Now let’s look at the essential parts of the devcontainer.json
file:
https://github.com/bstollnitz/fashion-mnist/tree/master/.devcontainer/devcontainer.json
// For format details, see https://aka.ms/devcontainer.json. For config options, see the README at:
// https://github.com/microsoft/vscode-dev-containers/tree/v0.209.6/containers/python-3-miniconda
{
"name": "Miniconda (Python 3)",
"build": {
"context": "..",
"dockerfile": "Dockerfile",
},
"settings": {
"python.defaultInterpreterPath": "/opt/conda/bin/python",
},
"features": {
"azure-cli": "latest"
},
"remoteUser": "vscode",
}
We’ll add a few more settings to this file as we go, but for now you can see that the location of the Dockerfile
is specified first, followed by the location of the python interpreter, additional features, and the name of the remote user. In particular, notice the “azure-cli” feature. This was added when you selected the “Azure CLI” as an additional feature during the setup.

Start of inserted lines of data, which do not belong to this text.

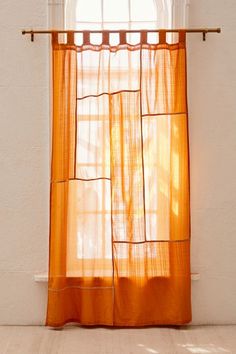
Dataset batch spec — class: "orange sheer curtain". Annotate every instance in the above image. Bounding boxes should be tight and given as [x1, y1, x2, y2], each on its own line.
[46, 31, 191, 327]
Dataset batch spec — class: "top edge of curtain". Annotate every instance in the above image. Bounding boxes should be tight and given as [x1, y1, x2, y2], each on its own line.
[53, 42, 185, 52]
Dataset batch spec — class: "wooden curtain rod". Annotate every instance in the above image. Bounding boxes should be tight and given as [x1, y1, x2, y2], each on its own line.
[22, 28, 221, 42]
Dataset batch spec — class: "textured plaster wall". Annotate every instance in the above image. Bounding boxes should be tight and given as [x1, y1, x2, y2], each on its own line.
[0, 0, 236, 324]
[0, 0, 49, 324]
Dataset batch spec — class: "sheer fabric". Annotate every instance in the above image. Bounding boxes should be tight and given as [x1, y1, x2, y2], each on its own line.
[46, 31, 191, 326]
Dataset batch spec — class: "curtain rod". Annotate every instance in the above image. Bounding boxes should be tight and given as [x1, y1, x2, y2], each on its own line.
[22, 28, 221, 42]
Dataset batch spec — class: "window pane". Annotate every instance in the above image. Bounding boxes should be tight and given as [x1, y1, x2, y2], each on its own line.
[104, 0, 129, 21]
[131, 0, 156, 21]
[76, 0, 102, 22]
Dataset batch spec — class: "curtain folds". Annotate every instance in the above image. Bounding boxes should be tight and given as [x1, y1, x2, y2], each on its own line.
[46, 31, 191, 327]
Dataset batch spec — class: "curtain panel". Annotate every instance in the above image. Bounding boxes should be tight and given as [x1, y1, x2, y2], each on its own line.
[46, 31, 191, 327]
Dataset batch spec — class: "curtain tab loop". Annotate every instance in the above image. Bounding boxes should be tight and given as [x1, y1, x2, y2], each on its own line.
[179, 30, 186, 43]
[141, 31, 147, 44]
[120, 31, 126, 44]
[51, 31, 58, 44]
[159, 30, 166, 44]
[67, 32, 75, 45]
[83, 31, 90, 45]
[102, 31, 109, 45]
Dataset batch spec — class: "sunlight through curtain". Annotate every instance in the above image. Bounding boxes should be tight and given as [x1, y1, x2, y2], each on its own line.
[46, 31, 191, 327]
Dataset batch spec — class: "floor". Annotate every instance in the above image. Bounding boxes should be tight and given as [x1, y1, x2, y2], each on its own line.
[0, 326, 236, 354]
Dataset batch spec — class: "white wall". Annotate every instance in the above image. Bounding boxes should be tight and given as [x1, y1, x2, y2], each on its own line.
[0, 0, 236, 324]
[188, 0, 236, 323]
[0, 0, 49, 324]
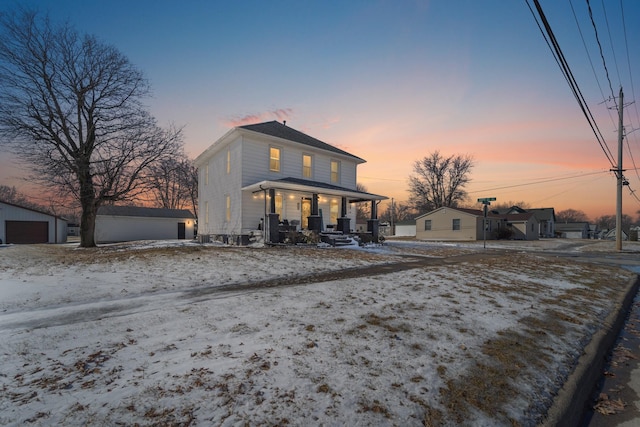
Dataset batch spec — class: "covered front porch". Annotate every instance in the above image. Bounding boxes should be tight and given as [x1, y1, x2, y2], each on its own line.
[242, 178, 387, 243]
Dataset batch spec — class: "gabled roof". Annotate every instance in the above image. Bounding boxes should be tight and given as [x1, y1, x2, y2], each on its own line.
[98, 205, 194, 218]
[499, 212, 538, 222]
[239, 120, 364, 162]
[416, 206, 484, 220]
[416, 206, 538, 222]
[0, 200, 66, 221]
[527, 208, 556, 221]
[556, 222, 589, 231]
[491, 206, 527, 215]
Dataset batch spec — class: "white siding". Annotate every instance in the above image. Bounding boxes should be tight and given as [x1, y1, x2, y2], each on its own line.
[198, 138, 243, 234]
[198, 127, 364, 234]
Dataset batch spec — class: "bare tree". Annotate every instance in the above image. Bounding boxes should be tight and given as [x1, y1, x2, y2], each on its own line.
[556, 209, 589, 222]
[0, 10, 182, 247]
[150, 157, 198, 217]
[409, 151, 473, 213]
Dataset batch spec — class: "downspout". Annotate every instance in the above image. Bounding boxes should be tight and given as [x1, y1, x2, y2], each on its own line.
[259, 184, 269, 242]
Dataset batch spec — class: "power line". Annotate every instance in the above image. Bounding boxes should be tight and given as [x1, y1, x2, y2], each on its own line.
[569, 0, 622, 128]
[470, 170, 610, 194]
[587, 0, 618, 109]
[600, 0, 622, 86]
[525, 0, 615, 167]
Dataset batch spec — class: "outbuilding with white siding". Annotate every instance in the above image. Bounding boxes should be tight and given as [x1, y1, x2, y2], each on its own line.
[0, 202, 67, 244]
[94, 206, 195, 243]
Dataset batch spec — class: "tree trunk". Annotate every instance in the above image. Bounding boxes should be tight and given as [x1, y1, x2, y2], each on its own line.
[78, 161, 98, 248]
[80, 201, 98, 248]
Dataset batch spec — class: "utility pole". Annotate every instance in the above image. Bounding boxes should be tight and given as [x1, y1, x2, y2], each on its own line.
[616, 86, 625, 251]
[389, 197, 396, 236]
[478, 197, 496, 249]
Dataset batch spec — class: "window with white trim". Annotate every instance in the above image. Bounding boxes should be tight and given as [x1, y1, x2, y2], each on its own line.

Just by choosing a more appropriate base image and additional features, we have miniconda and the Azure CLI installed in our container. We’re most of the way there, but we still need to install Azure ML. It turns out that the devcontainer gives us a hook to execute a command after the container starts, through the onCreateCommand
property. This is exactly what we need — we can simply set the value of this property to the installation command for Azure ML, as shown below:
https://github.com/bstollnitz/fashion-mnist/tree/master/.devcontainer/devcontainer.json
// For format details, see https://aka.ms/devcontainer.json. For config options, see the README at:
// https://github.com/microsoft/vscode-dev-containers/tree/v0.209.6/containers/python-3-miniconda
{
"name": "Miniconda (Python 3)",
"build": {
"context": "..",
"dockerfile": "Dockerfile",
},
"settings": {
"python.defaultInterpreterPath": "/opt/conda/bin/python",
},
"features": {
"azure-cli": "latest"
},
"remoteUser": "vscode",
"onCreateCommand": "az extension add -n ml -y",
}
For a full list of all the properties you can add to the devcontainer file, check out the documentation.
Our last step in configuring a codespace for our machine learning project is to add the VS Code extensions we need to the devcontainer file. For machine learning projects on Azure, I highly recommend installing the Azure ML extension, which will give you the ability to train and deploy models on Azure directly from within VS Code, and will enable intellisense for your Azure ML YAML
configuration files. Installing this extension adds a few other extensions that I find essential, such as the Python extension, and the Pylance extension. You can install an extension by clicking on the “Extensions” icon on the left side of VS Code, searching for its name, selecting the extension you’re looking for, and clicking its blue “Install in Codespaces” button.
Then, to instruct the devcontainer to install the extension when the container starts up, click on the gear button to the right of the “Uninstall” button, and select “Add to devcontainer.json”.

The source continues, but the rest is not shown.